Even the extra RAM on the 7970 is
generally unhelpful. For example, the Tonga GPU (which is fitted with either 2GB or 4GB) which was basically a replacement for the Tahiti GPU in the 7970/280X performs almost identically to Tahiti. Most benefits come from bandwidth increases (memory speed increases) or GPU clock speed increases.
I asked for a reliable website or a class action lawsuit -- That LTT post links data to a single French online PC component store. Hardly reliable. Furthermore, you didn't mention these points from the LTT post:
"
We have to add that these statistics are limited to products sold by this e-vendor, and returns done specifically to said vendor, which is not always the case because people will sometimes return the product to the manufacturer, however this is a minority of the cases."
"
The reported failure rates concern products sold between April 1st, 2012 and October 1st 2012, for returns created before April 2013"
"
*Please note that obviously not all brands of particular components are noted either because of retailer availability, regional availability or sample sizes that are too small for this large French e-vendor*"

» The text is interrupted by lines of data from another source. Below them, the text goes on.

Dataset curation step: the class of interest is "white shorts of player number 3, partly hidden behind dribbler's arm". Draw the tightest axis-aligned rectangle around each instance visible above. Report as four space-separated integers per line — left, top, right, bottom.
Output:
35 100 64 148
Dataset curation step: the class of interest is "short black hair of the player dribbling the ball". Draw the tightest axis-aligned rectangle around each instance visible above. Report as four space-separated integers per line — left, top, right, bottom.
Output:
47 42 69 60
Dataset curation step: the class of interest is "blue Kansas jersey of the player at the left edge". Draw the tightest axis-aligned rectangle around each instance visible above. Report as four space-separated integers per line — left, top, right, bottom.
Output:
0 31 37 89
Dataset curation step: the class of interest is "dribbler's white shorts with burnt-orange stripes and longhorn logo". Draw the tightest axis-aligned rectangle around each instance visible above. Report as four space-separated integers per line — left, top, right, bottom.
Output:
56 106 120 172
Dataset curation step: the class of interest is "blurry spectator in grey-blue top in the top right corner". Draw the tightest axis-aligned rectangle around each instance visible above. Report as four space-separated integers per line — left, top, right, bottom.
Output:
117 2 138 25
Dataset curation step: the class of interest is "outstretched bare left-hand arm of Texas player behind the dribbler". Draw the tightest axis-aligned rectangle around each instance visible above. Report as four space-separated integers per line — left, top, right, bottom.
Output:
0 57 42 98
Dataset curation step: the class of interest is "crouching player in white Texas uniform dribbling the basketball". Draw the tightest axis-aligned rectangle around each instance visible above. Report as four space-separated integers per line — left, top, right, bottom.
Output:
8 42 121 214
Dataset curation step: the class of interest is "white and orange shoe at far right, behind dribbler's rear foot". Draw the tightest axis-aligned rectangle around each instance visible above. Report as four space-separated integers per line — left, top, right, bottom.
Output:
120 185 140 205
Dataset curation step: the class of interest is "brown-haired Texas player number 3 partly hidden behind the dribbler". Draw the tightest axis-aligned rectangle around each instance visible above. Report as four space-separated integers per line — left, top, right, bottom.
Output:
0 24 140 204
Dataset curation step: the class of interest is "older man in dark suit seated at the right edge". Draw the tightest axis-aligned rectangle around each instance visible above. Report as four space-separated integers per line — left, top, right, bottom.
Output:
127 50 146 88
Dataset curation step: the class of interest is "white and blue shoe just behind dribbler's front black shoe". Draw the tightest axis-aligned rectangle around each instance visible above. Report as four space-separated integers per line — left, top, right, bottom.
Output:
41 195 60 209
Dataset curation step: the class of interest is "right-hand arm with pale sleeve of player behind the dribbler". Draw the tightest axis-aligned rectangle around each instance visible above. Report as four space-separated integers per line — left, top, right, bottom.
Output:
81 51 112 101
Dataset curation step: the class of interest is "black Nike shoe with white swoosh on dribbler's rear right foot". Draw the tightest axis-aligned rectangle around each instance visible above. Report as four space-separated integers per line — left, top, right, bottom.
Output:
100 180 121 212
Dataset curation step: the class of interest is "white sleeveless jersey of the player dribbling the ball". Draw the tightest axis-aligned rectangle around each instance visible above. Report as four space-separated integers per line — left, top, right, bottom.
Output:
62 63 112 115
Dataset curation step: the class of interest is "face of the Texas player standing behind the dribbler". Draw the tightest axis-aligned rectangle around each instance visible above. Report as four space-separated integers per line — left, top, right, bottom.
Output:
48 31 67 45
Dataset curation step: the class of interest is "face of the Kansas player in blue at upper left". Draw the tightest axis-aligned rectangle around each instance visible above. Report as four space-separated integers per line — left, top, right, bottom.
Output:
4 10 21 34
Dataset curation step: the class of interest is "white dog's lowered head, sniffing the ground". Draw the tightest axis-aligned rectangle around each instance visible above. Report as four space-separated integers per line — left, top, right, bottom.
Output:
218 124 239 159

So we basically have a limited timeframe, with limited sample sizes, and limited model selection too. Hm...
Furthermore:
"
Certain numbers are very strongly impacted by certain models, which is the case with the 7870s by Sapphire for example. With the 7970, if we exclude the problematic Sapphire model, we get 5.47%[...].

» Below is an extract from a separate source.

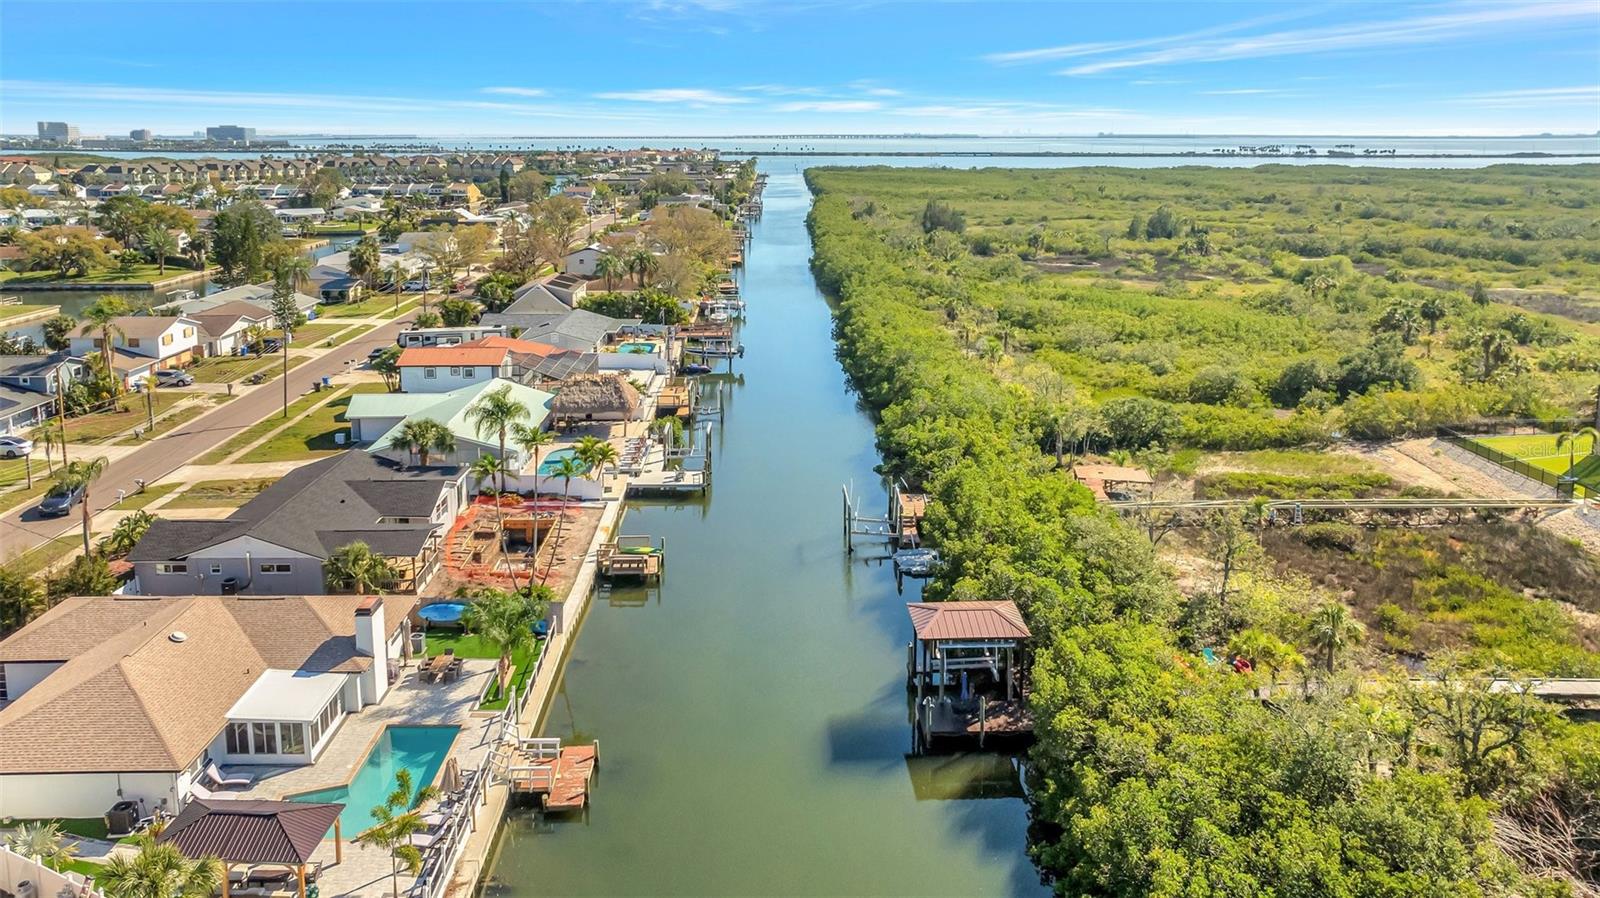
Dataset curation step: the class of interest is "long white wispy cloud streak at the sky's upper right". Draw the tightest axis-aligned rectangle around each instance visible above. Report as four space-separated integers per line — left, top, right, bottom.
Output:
1042 0 1595 75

the rate of failure for 7870 lowers considerably, although it's still abnormally high, with sapphire cards still having the problems. In general, we see that GeForce models are more reliable according to this data, notably with an excellent ROF for the GTX 660."

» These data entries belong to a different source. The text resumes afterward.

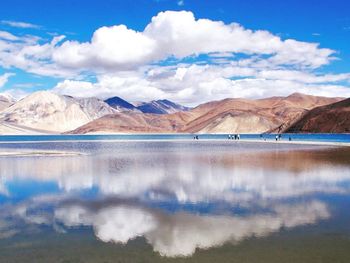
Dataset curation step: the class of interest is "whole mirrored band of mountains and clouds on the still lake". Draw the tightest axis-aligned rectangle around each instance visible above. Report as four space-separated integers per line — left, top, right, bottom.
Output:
0 145 350 256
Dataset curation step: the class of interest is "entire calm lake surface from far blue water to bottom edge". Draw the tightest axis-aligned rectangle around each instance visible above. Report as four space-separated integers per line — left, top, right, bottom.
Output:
0 135 350 263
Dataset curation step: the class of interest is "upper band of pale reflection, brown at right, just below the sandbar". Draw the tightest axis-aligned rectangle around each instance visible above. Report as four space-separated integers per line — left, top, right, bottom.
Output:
0 148 350 204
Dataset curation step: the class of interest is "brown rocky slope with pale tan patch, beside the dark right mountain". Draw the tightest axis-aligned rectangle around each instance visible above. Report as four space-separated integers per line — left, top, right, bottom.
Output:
182 93 340 133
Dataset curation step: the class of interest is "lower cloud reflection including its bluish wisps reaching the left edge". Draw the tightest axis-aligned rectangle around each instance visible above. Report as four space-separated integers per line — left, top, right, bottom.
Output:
0 196 330 257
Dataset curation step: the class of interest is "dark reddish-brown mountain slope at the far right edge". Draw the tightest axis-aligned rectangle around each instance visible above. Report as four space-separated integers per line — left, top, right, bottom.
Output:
287 98 350 133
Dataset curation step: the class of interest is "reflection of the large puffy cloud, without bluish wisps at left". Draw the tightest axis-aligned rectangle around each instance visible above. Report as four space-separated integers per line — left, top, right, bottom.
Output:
55 201 330 257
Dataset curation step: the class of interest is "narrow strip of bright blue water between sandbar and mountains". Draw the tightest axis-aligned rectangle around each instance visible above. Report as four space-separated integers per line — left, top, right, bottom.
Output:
0 133 350 142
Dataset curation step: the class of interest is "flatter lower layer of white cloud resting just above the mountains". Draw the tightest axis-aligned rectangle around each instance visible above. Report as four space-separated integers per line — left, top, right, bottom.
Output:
54 65 350 106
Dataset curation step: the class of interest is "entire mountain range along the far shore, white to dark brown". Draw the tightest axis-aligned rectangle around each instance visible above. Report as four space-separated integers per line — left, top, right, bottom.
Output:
0 91 350 134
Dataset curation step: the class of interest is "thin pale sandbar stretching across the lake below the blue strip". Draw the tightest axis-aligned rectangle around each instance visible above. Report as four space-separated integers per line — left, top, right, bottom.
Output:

Reading the original post, most AMD cards sold were Sapphire custom board overclocked models. But what about the OEM reference board 7970s and 7870s? Where are other prominent AMD IHVs such as HIS? Were the GeForce models Nvidia reference board designs?
Therefore, the failure rate of 7970 is 172% higher than 680. It's no doubt "significantly higher".
The worst 7970 is the Sapphire Radeon HD 7970 OC Edition 3 GB, 14.29% fail.
The worst 680 is the ASUS GTX680-DC2O-2GD5 2 GB, 6.98% fail.
So, The average failure rate of the 7970 is higher than the worst 680.
And the worst 7970 has failure rate that 105% higher than the worst 680.
As discussed by the points above. This is dubious accounting, and a great example of the phrase: there are lies, damn lies, and then there are statistics.
The 7970 failure rate (once excluding Sapphire's questionable custom overclock model) falls to 5.47% -- and even that statistic is questionable because it may have a small sample size.
So, actually, it's what, 5.47% for the 7970 verses 6.98% for the Asus GTX 680? Also, if we ignore the ASUS GTX 680 model and look at other GTX 680s, the GTX 680 failure rate is just 2.66%.
5.47% (7970) - 2.66% (GTX 680) = 2.81% difference
Hardly statistically significant. Furthermore, we don't even know sample sizes.
Since the performance difference (between 680 2G and 7970 3G) getting bigger and bigger when resolution increase. Also occasionally a sharp drop. I will say it's more point to hardware limitation (e.g. VRAM), but not software maturity.
This has been proven incorrect many times by the aforementioned websites. Kepler is simply a rubbish GPU design for modern games. It was great for the DX10/DX11 generation, but it's horrible with DX12/Vulkan. For example, the GTX 780 Ti with 3GB has aged very poorly, and sometimes struggles to match Tahiti (with 3GB), a significantly smaller and cheaper GPU design.
Finally, as I said, the RAM myth was debunked when looking at Tonga card with only 2GB of RAM.
I'll leave with these performance summary charts from techpowerup:
https://www.techpowerup.com/reviews/AMD/RX_480/24.html
As you can see GK104 (GTX 680/GTX 770) and GK110 (GTX Titan/780 series) did not age well -- RAM had very little to do with it.